Notes

Highlights

  • The objective of this paper is to learn a distribution of segmentations from an input.
  • The main innovation concerns the design of a generative segmentation model based on the combination of a U-Net with a conditional VAE.
  • The proposed framework is also capable of learning hypotheses that have a low probability and predicting them with the corresponding frequency.

Method

Architecture

  • The architecture is based on the conditional VAE whose details are provided in the following tutorial.
  • The innovation comes from the use of a U-Net architecture to model the distribution \(p(y \vert x,z)\).
  • The latent vector \(z\) is first broadcast to produce a \(N\)-channel feature map with the same spatial dimensions as the segmentation map. This feature map is then concatenated with the last activation map of a U-Net before being convolved by a last layer to produce the final segmentation map with the desired number of classes.

The image below provides an overview of the architecture deployed during training. The distributions \(p(z \vert x,y)\), \(p(z \vert x)\) and \(p(y \vert x,z)\) displayed in blue are modeled by three distinct neural networks.

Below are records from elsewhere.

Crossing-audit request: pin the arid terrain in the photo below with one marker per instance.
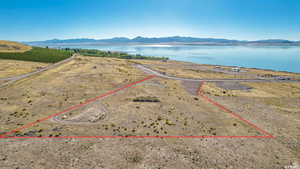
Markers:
(93, 112)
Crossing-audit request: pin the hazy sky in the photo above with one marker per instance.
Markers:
(27, 20)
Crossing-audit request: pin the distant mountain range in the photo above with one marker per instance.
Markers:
(162, 40)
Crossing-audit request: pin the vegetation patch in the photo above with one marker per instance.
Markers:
(38, 54)
(146, 99)
(120, 55)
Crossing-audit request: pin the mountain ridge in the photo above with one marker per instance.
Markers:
(164, 40)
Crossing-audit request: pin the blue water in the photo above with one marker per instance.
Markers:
(283, 58)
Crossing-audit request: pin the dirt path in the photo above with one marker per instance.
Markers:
(159, 74)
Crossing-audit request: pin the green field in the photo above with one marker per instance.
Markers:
(38, 54)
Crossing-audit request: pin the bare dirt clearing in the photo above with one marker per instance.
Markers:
(178, 112)
(11, 68)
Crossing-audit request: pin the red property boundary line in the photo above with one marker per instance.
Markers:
(200, 92)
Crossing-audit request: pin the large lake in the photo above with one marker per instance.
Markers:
(283, 58)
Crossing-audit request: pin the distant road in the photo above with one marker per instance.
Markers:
(156, 73)
(13, 79)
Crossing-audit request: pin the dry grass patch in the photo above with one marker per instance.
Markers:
(8, 46)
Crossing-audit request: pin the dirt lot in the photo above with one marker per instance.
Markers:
(10, 68)
(8, 46)
(155, 107)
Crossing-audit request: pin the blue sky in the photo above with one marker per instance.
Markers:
(28, 20)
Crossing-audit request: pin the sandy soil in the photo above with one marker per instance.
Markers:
(273, 107)
(11, 68)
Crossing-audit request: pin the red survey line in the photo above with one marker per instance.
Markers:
(201, 93)
(76, 106)
(65, 137)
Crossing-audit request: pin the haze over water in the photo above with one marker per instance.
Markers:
(281, 58)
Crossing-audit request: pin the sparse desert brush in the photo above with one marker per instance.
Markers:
(146, 99)
(37, 54)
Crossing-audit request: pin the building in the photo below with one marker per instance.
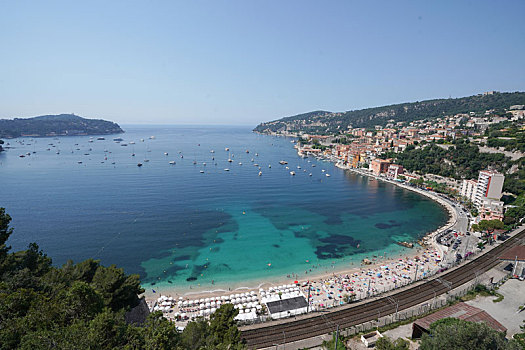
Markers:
(394, 170)
(490, 185)
(491, 209)
(468, 189)
(379, 166)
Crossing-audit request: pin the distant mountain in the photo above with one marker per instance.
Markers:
(323, 122)
(56, 125)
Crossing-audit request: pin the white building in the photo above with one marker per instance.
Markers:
(490, 185)
(468, 189)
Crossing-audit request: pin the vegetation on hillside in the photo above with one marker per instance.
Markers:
(462, 160)
(83, 306)
(452, 333)
(508, 135)
(55, 125)
(322, 122)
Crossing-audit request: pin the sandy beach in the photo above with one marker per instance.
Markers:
(324, 286)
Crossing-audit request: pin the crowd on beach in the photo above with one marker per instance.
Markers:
(382, 275)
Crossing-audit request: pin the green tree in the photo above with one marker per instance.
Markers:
(451, 333)
(330, 344)
(488, 226)
(386, 343)
(159, 333)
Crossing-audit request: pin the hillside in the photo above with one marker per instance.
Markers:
(56, 125)
(323, 122)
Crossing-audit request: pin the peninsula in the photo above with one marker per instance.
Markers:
(56, 125)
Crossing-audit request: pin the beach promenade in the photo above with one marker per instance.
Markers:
(323, 291)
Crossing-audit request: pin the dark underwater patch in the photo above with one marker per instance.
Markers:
(336, 246)
(383, 226)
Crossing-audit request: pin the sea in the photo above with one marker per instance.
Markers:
(189, 220)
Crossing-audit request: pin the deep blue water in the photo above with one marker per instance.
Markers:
(173, 223)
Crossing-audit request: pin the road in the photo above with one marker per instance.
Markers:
(269, 334)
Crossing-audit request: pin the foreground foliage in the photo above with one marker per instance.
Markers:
(451, 333)
(82, 306)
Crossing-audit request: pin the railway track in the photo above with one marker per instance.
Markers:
(319, 324)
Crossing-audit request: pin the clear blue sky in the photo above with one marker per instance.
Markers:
(242, 62)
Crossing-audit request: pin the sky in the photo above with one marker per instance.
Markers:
(249, 61)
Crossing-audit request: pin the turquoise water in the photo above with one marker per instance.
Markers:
(180, 228)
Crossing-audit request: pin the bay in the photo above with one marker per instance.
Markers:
(180, 228)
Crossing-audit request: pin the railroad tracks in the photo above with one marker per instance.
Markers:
(347, 316)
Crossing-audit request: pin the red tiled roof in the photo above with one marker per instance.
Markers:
(464, 312)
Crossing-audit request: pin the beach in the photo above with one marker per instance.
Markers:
(324, 287)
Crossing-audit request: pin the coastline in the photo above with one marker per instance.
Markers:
(315, 277)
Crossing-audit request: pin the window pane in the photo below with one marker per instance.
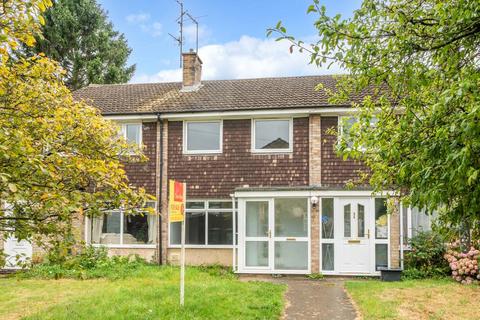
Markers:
(203, 136)
(346, 126)
(381, 256)
(256, 253)
(176, 233)
(220, 228)
(195, 228)
(327, 257)
(291, 217)
(195, 205)
(257, 219)
(361, 221)
(139, 229)
(381, 219)
(327, 218)
(133, 133)
(272, 134)
(291, 255)
(110, 229)
(347, 221)
(220, 204)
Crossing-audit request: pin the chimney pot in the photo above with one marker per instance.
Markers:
(192, 71)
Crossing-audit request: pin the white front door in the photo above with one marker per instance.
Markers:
(355, 244)
(17, 252)
(274, 235)
(257, 245)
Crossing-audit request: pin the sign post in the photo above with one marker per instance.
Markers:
(176, 201)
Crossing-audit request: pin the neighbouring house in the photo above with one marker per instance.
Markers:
(266, 191)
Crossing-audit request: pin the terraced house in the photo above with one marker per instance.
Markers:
(266, 190)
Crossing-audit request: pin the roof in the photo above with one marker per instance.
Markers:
(214, 95)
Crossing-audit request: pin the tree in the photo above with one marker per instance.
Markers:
(79, 36)
(58, 157)
(420, 59)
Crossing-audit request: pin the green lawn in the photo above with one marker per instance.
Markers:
(151, 293)
(415, 299)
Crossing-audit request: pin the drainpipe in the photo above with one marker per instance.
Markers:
(160, 179)
(234, 242)
(401, 236)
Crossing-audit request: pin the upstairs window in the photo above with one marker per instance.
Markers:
(272, 135)
(202, 137)
(132, 132)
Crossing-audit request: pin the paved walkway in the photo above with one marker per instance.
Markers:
(315, 299)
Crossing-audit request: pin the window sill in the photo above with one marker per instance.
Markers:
(125, 246)
(202, 153)
(272, 151)
(200, 246)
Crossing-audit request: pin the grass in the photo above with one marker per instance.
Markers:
(415, 299)
(150, 293)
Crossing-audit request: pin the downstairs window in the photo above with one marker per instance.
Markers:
(207, 223)
(116, 228)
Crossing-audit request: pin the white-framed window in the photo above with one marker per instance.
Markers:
(116, 229)
(208, 223)
(344, 126)
(202, 136)
(272, 135)
(132, 132)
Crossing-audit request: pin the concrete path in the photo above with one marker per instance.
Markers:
(315, 299)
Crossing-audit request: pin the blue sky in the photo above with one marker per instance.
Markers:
(232, 42)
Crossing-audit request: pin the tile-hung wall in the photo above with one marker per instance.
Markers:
(216, 175)
(335, 171)
(213, 176)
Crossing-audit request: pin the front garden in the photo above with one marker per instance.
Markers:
(415, 299)
(114, 288)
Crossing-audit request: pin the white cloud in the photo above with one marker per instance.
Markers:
(137, 18)
(190, 34)
(143, 21)
(156, 29)
(248, 57)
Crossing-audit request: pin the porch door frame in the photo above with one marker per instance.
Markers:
(340, 239)
(242, 268)
(338, 231)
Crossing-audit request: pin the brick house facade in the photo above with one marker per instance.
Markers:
(293, 191)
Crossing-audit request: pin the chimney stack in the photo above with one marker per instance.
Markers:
(192, 71)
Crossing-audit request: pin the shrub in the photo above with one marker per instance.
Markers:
(425, 259)
(464, 265)
(89, 262)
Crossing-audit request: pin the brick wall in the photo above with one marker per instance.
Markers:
(216, 176)
(142, 174)
(335, 171)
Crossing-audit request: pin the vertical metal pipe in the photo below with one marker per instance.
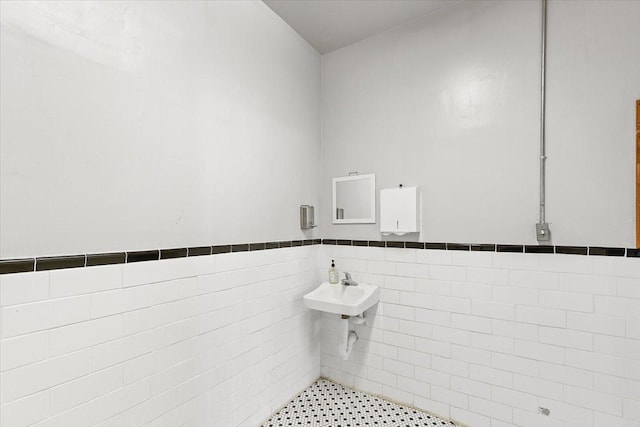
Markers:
(543, 156)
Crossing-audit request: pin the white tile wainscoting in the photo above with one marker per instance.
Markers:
(486, 338)
(221, 340)
(482, 338)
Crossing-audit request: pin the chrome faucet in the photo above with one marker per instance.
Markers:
(348, 281)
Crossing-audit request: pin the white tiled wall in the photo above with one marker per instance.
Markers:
(219, 340)
(487, 338)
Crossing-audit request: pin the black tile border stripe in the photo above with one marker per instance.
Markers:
(173, 253)
(60, 262)
(25, 265)
(106, 259)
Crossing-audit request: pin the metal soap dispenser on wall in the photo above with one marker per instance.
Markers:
(307, 220)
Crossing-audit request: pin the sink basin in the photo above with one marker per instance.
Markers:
(340, 299)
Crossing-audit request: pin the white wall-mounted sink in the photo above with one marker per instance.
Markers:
(341, 299)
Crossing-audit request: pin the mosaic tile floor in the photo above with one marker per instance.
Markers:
(327, 404)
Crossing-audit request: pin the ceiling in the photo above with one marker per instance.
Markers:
(328, 25)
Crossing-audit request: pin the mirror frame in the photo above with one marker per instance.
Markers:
(372, 188)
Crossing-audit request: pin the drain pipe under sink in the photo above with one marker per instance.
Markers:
(349, 337)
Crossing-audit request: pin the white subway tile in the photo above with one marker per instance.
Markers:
(472, 259)
(608, 420)
(593, 400)
(505, 328)
(537, 386)
(450, 397)
(173, 290)
(588, 284)
(25, 412)
(398, 368)
(628, 287)
(23, 350)
(400, 255)
(469, 418)
(596, 323)
(566, 338)
(120, 301)
(471, 355)
(416, 300)
(76, 417)
(516, 364)
(400, 283)
(567, 301)
(470, 387)
(416, 329)
(617, 346)
(117, 401)
(471, 291)
(85, 334)
(456, 336)
(420, 271)
(416, 358)
(495, 343)
(79, 281)
(514, 295)
(541, 316)
(614, 266)
(399, 340)
(564, 263)
(382, 377)
(412, 386)
(566, 375)
(370, 253)
(494, 310)
(452, 304)
(433, 347)
(76, 392)
(381, 267)
(574, 415)
(595, 362)
(433, 287)
(491, 409)
(433, 377)
(470, 323)
(488, 276)
(617, 306)
(439, 408)
(539, 351)
(449, 365)
(121, 350)
(514, 398)
(433, 317)
(20, 382)
(516, 261)
(24, 288)
(491, 376)
(26, 318)
(447, 272)
(431, 256)
(533, 279)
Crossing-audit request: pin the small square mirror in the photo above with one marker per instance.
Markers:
(354, 199)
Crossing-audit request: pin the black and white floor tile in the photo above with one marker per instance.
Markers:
(327, 404)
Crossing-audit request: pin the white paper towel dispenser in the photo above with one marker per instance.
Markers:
(400, 210)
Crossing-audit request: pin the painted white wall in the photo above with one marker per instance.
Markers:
(221, 340)
(485, 338)
(132, 125)
(450, 102)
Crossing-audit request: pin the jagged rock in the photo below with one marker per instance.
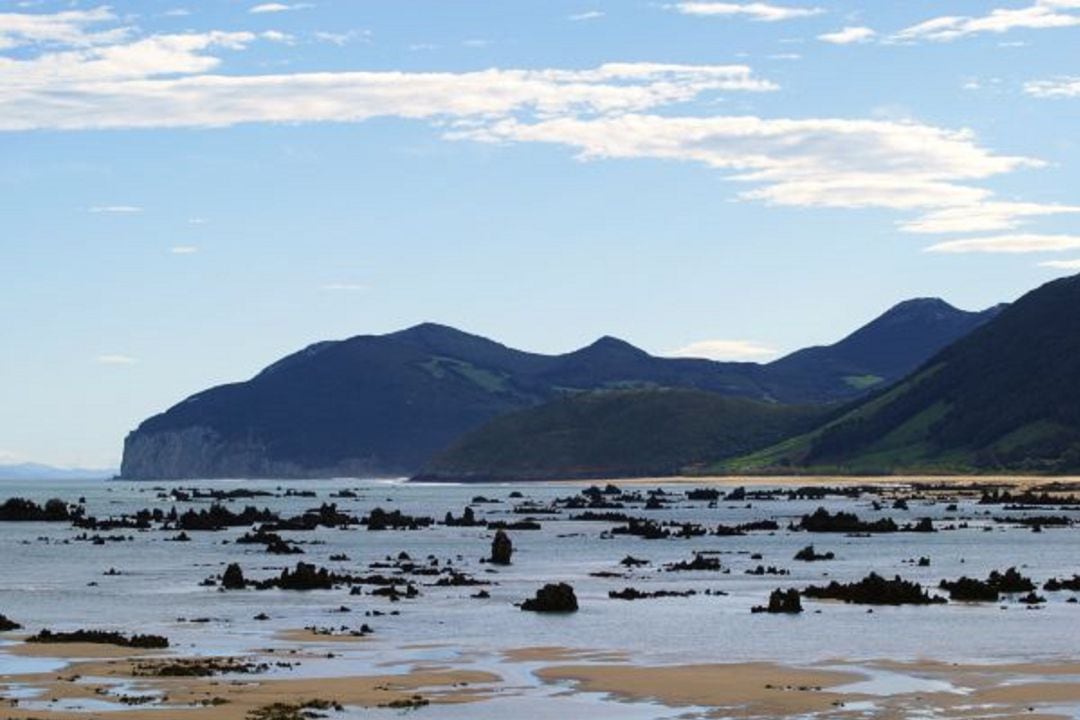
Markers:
(233, 578)
(1054, 585)
(102, 637)
(700, 562)
(19, 510)
(502, 548)
(809, 555)
(552, 598)
(782, 601)
(874, 589)
(822, 520)
(634, 594)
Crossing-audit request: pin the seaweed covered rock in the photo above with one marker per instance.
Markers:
(969, 589)
(822, 520)
(552, 598)
(102, 637)
(874, 589)
(1054, 585)
(233, 578)
(808, 554)
(782, 601)
(19, 510)
(502, 548)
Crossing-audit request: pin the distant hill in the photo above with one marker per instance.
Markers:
(385, 405)
(618, 434)
(883, 351)
(1006, 397)
(32, 471)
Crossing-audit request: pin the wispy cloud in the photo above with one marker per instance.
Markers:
(345, 287)
(802, 163)
(1058, 87)
(343, 38)
(756, 11)
(71, 28)
(849, 36)
(279, 8)
(1009, 244)
(1040, 15)
(116, 209)
(1061, 265)
(99, 94)
(725, 350)
(983, 217)
(112, 358)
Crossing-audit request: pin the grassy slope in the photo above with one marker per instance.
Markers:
(632, 432)
(1004, 398)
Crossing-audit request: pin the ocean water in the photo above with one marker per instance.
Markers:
(48, 580)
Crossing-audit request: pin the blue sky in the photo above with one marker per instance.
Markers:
(191, 190)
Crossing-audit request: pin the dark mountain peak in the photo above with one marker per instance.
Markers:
(921, 307)
(607, 347)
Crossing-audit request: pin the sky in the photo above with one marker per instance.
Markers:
(190, 190)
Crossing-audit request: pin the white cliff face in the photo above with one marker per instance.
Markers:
(201, 452)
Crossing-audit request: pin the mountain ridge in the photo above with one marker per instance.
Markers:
(383, 405)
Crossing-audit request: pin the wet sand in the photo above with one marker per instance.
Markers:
(834, 690)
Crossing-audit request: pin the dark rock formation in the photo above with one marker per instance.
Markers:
(782, 601)
(233, 578)
(502, 548)
(809, 555)
(102, 637)
(822, 520)
(874, 589)
(552, 598)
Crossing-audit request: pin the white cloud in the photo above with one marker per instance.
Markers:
(848, 36)
(1061, 265)
(983, 217)
(812, 162)
(72, 28)
(116, 209)
(1060, 87)
(1011, 244)
(278, 36)
(1042, 14)
(113, 358)
(755, 11)
(343, 38)
(279, 8)
(96, 92)
(725, 350)
(345, 287)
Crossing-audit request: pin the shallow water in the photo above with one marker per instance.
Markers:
(45, 581)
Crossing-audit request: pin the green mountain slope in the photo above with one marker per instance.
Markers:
(1006, 397)
(618, 434)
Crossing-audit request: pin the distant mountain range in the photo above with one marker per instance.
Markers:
(1004, 397)
(386, 405)
(30, 471)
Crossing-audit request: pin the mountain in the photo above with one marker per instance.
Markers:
(885, 350)
(385, 405)
(30, 471)
(628, 433)
(1006, 397)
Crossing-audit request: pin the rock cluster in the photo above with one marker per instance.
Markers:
(552, 598)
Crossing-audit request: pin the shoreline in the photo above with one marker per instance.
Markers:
(753, 689)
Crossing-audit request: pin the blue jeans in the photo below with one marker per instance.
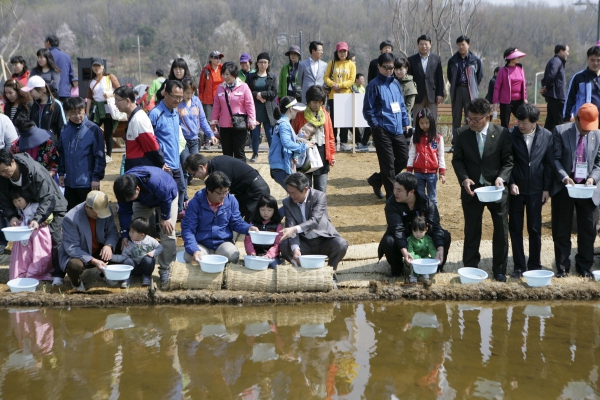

The following image illustrates the use of the architecture during inference.

 

Implementation details

  • The dimensions of the latent space has been experimentally fixed at \(M=6\) and is kept fixed in all experiments.
  • The difference between the predicted segmentation and the ground truth is optimized using a Cross Entropy loss.
  • The training is done from scratch with randomly initialized weights
  • When drawing \(m\) samples for the same input image, the output of the prior network and the feature activations of the U-Net can be reused without the need for recomputation, making the overall strategy computationally efficient.

Performance measures

  • The performance of the methods was evaluated by comparing distributions of segmentations.
  • This was done through the computation of generalized energy distance whose expression is given below:
\[D^2_{GED}(P_{gt},P_{out}) = 2 \, \mathbb{E} \left[d\left(\hat{y},y\right) \right] - \mathbb{E} \left[d\left(\hat{y},\hat{y}'\right) \right] - \mathbb{E} \left[d\left(y,y'\right) \right]\]
  • \(d\) is a distance measure, \(y\) and \(y'\) are independent samples from the ground truth distribution \(P_{gt}\), \(\hat{y}\) and \(\hat{y}'\) are independent samples from the predicted distribution \(P_{out}\).
  • The distance measure is based on the \(IoU\) metric and is defined as follows: \(d(x,y)=1-IoU(x,y)\).

 

Results

LIDC-IDRI dataset

  • 1010 2D+slices CT scan of lungs with lesions
  • For each scan, 4 radiologists (from a total of 12) provided annotation masks for lesions that they independently detected
  • the CT scans were resampled to \(0.5 \, \text{mm} \times 0.5 \, \text{mm}\) in-plane resolution and cropped 2D images (\(180 \times 180\) pixels) centered at the lesion positions.
  • This resulted in \(8882\) images in the training set, \(1996\) images in the validations set and \(1992\) images in the test set.
  • Because the experts can disagree, up to 3 masks per image can be empty.

As shown in the figure below, the probabilistic U-Net network outperforms state-of-the-art methods in effectively representing the ground truth distribution.

 

Analysis of the latent space

  • The authors proposed to visualize the latent space by arranging the samples to represent their corresponding position in a 2D plane, i.e. the dimension of the latent space was set to \(2\) and each latent variable was normalized by the inferred mean and standard deviation computed from the tested image: \(\hat{z}=\left(z-\mu\right)/\sigma\).
  • This allows to interpret how the model ends up structuring the space to solve the given tasks.

 

  • The latent space given in the figure below was computed from a specific image, where 3 over 4 annotators provided a segmentation
  • The part of the latent space included in the \(\sigma=1\) circle indicates the most probable generated masks. This region clearly shows that the algorithm has taken into account the occurrence of the images segmented by the experts: there is more chance to generate a segmentation mask than an empty image.
  • From this figure, one can see that the \(z_0\) component encodes lesion size including a transition to complete lesion absence, while the \(z_1\) component encodes shape variations.

 

Some examples and needs for improvement

The figure below shows some examples of segmentations generated from the proposed method. From this figure, it can be seen that:

  • (good point) the global shapes drawn by the experts are well respected in the generated segmentations.
  • (bad point) cases with absence of lesion can be generated even if all the experts have proposed a segmentation mask for the same lesion.

 

Conclusions

  • The authors of this paper have proposed a mixing of U-Net and conditional VAE to design a generative network that learns the variability of hand-drawn shapes by several experts.
  • Even if the fomalism provides interesting results, there is room for improvement in results.
  • The same authors have proposed an improved version of this formalism called hierarchical probabilistic U-Net. This method will be studied in a future post!